The Chamorros, Guam's indigenous people, first populated the island approximately 4,000 years ago. The island has a long history of European colonialism, beginning with Ferdinand Magellan's Spanish expedition landing on March 6, 1521. The first colony was established in 1668 by Spain with the arrival of settlers including Padre San Vitores, a Catholic missionary. For more than two centuries Guam was an important stopover for the Spanish Manila Galleons that crossed the Pacific annually.

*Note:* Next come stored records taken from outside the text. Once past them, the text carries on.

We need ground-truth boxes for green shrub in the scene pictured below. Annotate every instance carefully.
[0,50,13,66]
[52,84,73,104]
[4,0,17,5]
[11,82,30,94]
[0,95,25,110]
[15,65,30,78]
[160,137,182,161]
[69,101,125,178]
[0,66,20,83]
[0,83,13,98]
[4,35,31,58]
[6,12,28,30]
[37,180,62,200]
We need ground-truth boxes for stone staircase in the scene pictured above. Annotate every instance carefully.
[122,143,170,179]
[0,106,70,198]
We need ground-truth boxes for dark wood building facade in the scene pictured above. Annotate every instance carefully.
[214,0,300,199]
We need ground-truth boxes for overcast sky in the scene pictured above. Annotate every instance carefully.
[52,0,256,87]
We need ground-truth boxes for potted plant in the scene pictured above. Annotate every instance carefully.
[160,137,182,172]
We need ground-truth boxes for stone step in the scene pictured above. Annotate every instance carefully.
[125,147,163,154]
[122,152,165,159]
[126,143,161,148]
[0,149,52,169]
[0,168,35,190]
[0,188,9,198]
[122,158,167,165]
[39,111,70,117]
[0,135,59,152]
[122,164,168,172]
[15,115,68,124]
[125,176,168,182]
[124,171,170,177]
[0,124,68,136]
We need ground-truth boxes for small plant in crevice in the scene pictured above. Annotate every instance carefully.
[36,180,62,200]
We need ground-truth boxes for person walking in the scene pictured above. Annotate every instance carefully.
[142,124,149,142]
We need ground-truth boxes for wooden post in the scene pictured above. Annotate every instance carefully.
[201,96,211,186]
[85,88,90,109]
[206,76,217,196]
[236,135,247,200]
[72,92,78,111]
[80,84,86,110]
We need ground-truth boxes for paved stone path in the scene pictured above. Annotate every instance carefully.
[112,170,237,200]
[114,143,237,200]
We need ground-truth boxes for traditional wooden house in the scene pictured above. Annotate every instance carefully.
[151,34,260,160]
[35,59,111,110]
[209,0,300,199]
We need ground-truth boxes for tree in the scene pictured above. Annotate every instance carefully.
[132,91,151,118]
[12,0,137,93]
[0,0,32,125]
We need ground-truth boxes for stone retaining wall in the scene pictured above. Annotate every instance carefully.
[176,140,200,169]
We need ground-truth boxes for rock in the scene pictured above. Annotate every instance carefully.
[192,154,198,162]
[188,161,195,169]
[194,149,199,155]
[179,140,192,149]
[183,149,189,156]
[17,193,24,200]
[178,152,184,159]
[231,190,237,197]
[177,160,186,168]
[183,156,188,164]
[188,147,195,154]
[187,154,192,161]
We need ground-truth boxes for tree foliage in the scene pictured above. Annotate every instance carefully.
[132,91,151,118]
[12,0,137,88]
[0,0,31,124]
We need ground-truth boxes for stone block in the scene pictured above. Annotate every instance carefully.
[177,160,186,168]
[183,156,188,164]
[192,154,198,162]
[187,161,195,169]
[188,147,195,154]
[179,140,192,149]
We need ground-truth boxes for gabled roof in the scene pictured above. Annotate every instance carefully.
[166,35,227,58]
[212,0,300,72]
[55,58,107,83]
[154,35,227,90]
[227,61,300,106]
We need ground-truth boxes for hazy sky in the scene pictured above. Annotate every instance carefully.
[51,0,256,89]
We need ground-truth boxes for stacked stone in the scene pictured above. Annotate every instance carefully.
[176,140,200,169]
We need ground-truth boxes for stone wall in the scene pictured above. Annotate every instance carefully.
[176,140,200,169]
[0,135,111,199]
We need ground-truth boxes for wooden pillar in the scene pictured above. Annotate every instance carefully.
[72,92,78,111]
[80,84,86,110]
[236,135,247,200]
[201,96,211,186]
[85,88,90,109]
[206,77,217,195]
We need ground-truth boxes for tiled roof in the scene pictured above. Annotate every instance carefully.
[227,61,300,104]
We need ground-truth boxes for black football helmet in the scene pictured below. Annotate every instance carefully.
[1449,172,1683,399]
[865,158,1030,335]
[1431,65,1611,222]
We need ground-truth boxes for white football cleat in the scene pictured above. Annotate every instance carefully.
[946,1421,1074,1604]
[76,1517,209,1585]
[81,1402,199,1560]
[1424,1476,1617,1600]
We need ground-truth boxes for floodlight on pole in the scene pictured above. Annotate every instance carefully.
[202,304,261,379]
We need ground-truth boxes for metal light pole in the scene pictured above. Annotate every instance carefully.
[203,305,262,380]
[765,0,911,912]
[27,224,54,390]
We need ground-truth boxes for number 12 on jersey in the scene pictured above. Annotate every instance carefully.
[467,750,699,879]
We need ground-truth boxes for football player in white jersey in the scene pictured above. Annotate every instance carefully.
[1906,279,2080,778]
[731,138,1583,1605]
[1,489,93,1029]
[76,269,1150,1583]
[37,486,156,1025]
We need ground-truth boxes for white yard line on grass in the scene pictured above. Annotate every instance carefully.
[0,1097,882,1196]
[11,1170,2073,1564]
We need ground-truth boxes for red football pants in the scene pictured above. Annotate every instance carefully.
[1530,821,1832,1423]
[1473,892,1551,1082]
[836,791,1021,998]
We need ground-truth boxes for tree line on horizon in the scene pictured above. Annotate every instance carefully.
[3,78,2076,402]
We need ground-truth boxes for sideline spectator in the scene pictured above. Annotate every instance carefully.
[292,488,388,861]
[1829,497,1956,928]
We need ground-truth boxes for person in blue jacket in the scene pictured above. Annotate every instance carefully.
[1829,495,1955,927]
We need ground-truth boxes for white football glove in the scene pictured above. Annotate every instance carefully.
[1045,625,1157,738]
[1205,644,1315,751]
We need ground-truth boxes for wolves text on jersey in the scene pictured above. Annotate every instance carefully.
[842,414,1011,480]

The island was controlled by Spain until 1898, when it was surrendered to the United States during the Spanish–American War and later formally ceded as part of the Treaty of Paris.
As the largest island in Micronesia and the only U.S.-held island in the region before World War II, Guam was captured by the Japanese on December 8, 1941, just hours after the attack on Pearl Harbor, and was occupied for two and a half years. During the occupation, the people of Guam were subjected to acts that included torture, beheadings, and rape,[7][8] and were forced to adopt the Japanese culture.[9] Guam was subject to fierce fighting when U.S. troops recaptured the island on July 21, 1944, a date commemorated every year as Liberation Day.[10]
Today, Guam's economy is supported by its principal industry, tourism, which is composed primarily of visitors from Japan. Guam's second largest source of income is the United States military.[11]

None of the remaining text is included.